Hamburg. "Wir sind die Nummer eins im Norden", sangen die Fans von Hannover 96 nach dem Sieg über den VfL Wolfsburg am Mittwoch ausgelassen, da sowohl der ungeliebte Konkurrent aus dem Osten Niedersachsens als auch Werder Bremen in der Tabelle überholt wurde. Der HSV spielt im norddeutschen Vierkampf schon länger keine Rolle mehr - und droht bei einer Niederlage an diesem Sonnabend gegen Hannover (15.30 Uhr/Sky und Liveticker auf abendblatt.de) wieder auf den Relegationsplatz abzurutschen.

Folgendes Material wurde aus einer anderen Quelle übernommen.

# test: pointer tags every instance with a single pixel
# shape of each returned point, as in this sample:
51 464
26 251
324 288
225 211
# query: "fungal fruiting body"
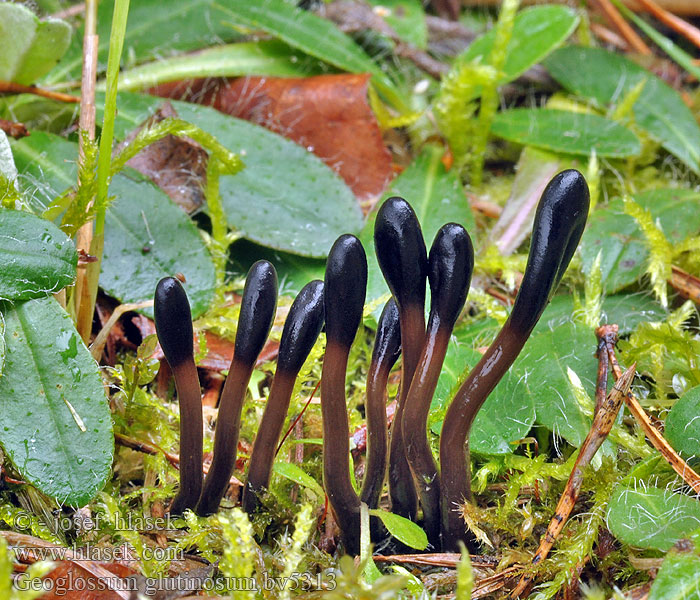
450 267
386 351
174 329
344 297
559 223
258 307
301 329
403 260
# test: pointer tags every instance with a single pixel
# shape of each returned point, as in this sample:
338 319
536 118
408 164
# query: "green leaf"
31 48
317 207
296 474
606 78
407 19
402 529
650 517
541 370
683 426
56 425
147 237
316 36
145 231
508 412
437 197
267 57
566 132
154 31
617 236
37 257
678 578
536 32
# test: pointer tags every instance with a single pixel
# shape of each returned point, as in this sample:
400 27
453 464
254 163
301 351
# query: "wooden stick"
603 421
617 20
656 439
688 31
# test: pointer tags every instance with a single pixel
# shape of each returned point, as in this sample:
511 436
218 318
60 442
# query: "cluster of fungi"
403 452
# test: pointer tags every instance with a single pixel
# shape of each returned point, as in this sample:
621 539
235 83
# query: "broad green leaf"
316 36
285 197
402 529
406 17
606 78
293 271
536 32
683 426
650 517
30 47
625 310
617 236
269 57
296 474
37 257
566 132
437 197
541 370
678 578
154 31
56 426
507 414
147 236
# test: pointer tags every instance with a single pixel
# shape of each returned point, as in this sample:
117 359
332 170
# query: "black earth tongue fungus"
301 329
559 223
344 298
258 307
403 260
174 328
387 349
450 267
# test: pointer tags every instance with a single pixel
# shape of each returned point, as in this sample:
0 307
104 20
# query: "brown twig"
688 31
656 439
10 87
687 285
603 421
617 20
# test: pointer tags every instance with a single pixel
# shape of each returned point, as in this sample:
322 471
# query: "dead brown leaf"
328 114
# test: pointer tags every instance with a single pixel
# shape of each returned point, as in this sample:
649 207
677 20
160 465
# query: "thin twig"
625 29
602 424
98 346
656 439
688 31
10 87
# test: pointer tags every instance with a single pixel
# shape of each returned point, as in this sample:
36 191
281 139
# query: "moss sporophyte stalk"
414 477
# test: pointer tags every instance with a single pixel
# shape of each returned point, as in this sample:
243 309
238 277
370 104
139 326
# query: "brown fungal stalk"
174 329
301 328
450 267
403 260
559 223
387 348
344 297
257 313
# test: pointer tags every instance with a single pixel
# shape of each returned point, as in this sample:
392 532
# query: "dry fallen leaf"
328 114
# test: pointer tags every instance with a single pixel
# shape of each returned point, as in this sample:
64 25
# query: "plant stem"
489 95
116 43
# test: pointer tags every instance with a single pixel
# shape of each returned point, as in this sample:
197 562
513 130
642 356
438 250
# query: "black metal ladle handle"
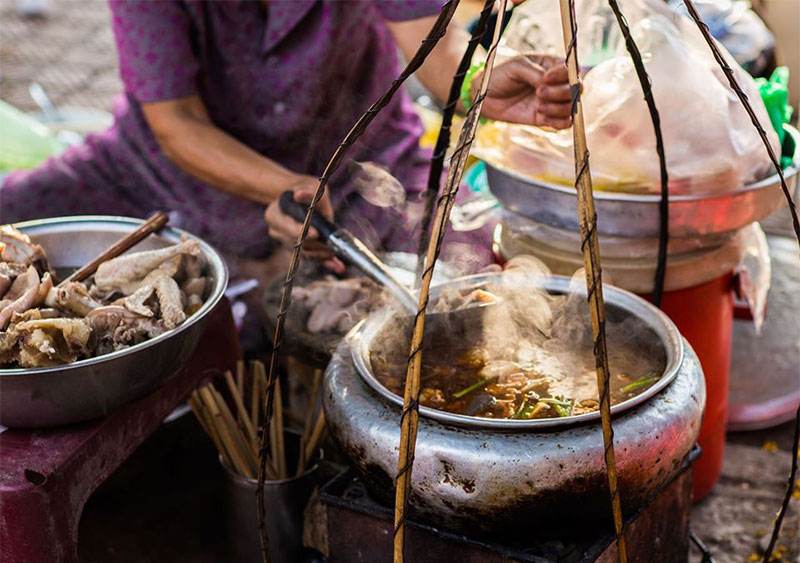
297 211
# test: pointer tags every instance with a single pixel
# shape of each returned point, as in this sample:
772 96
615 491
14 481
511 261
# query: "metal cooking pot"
478 475
86 389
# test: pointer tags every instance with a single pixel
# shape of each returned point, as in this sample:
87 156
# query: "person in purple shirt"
229 104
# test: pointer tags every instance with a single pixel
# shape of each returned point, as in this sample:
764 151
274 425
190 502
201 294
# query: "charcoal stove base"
359 530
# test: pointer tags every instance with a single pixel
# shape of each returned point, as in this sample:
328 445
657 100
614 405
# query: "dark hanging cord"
437 31
443 140
795 224
729 74
663 206
776 530
706 553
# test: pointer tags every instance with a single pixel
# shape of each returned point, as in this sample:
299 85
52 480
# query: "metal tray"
86 389
362 335
636 216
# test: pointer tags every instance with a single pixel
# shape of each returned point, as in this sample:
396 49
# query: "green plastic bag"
775 93
24 142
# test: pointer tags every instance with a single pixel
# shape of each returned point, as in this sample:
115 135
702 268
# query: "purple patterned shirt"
287 78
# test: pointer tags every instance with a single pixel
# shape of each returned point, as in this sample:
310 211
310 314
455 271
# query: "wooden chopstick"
226 434
255 397
313 442
244 419
155 223
248 450
281 462
240 379
202 416
312 407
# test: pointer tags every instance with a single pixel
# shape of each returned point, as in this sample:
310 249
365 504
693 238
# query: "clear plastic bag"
710 144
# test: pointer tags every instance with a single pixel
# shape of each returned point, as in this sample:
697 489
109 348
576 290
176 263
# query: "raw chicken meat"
132 298
125 271
20 297
17 248
39 342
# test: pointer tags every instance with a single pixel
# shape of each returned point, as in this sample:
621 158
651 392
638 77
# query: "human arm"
528 89
190 139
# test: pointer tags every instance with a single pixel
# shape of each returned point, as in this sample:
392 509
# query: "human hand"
286 230
528 89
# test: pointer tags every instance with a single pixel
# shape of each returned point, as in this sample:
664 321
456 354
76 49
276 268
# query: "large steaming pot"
519 475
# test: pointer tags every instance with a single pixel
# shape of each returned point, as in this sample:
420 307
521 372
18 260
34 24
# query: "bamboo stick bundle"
591 260
409 421
233 429
437 31
443 139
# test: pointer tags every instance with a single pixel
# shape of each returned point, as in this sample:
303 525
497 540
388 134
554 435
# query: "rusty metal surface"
359 530
483 480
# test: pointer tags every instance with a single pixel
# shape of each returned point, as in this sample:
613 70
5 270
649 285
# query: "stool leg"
38 528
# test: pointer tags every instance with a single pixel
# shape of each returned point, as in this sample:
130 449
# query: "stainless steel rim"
362 334
169 233
656 198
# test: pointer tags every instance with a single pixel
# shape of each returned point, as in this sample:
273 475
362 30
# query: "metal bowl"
87 389
619 301
637 216
520 478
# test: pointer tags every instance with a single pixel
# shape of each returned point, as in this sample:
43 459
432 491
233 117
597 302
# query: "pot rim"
217 266
360 337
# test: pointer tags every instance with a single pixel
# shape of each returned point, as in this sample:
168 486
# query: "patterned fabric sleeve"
155 50
402 10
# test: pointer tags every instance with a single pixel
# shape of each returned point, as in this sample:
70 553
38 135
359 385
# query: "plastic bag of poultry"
710 144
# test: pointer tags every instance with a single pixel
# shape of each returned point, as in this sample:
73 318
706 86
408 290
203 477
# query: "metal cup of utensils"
285 501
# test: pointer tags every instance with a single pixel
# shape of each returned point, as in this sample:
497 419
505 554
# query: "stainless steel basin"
86 389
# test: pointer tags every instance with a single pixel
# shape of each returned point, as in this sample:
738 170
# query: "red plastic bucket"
699 300
704 316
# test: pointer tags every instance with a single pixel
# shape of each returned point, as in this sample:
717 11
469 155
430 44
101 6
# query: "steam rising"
377 185
530 327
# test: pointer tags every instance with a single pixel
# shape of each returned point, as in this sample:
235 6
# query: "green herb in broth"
473 387
648 379
563 408
521 410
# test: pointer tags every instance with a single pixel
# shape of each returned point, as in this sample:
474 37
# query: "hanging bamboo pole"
409 420
443 139
437 31
591 262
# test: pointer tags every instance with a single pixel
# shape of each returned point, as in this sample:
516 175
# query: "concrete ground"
164 504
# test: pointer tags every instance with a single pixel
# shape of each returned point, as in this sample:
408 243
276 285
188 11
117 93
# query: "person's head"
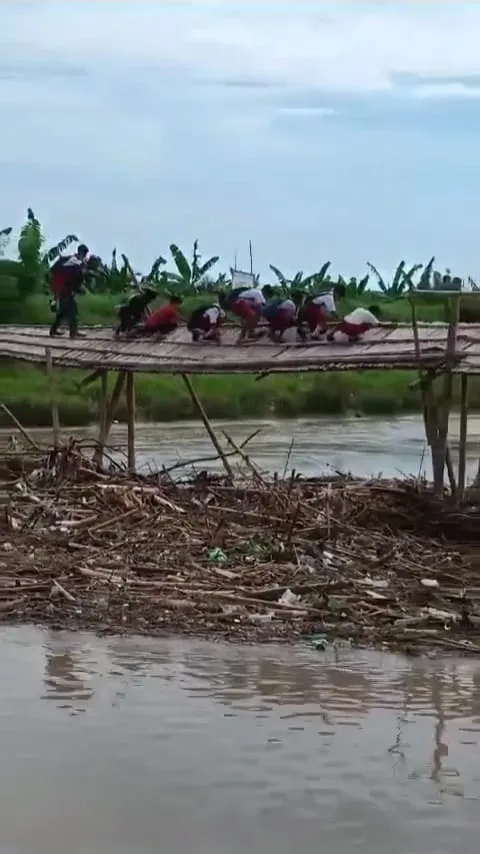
149 294
297 297
175 299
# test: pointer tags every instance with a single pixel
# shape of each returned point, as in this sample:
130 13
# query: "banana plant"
425 282
299 281
319 279
4 238
402 279
190 275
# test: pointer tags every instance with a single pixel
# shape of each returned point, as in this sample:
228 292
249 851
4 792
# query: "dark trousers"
67 312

Angesichts der dürftigen Darbietungen der HSV-Profis ist es erstaunlich, dass die eigenen Fans in ihrer Unterstützung den 96-Anhängern in nichts nachstehen. "Es war unglaublich, wie die Mitgereisten nach dem 0:4 in Hoffenheim hinter dem Team standen", sagte Sportchef Frank Arnesen. "Jetzt ist die Mannschaft gefragt, diese vorbildliche Unterstützung mit Leidenschaft zurückzuzahlen." Für die Begegnung gegen Hannover ist nun sogar eine Choreografie geplant, die das ganze Stadion einnimmt und in eine schwarz-weiß-blaue Welt verwandeln soll. "So etwas hat es seit Jahren nicht mehr gegeben", sagt die Fanbeauftragte Nicole Fister. Unter dem Motto "Wir für euch - ihr für uns" ruft der Verein seine Zuschauer auf, schon um 8.30 Uhr am Stadion zu erscheinen, um bei der Vorbereitung zu helfen.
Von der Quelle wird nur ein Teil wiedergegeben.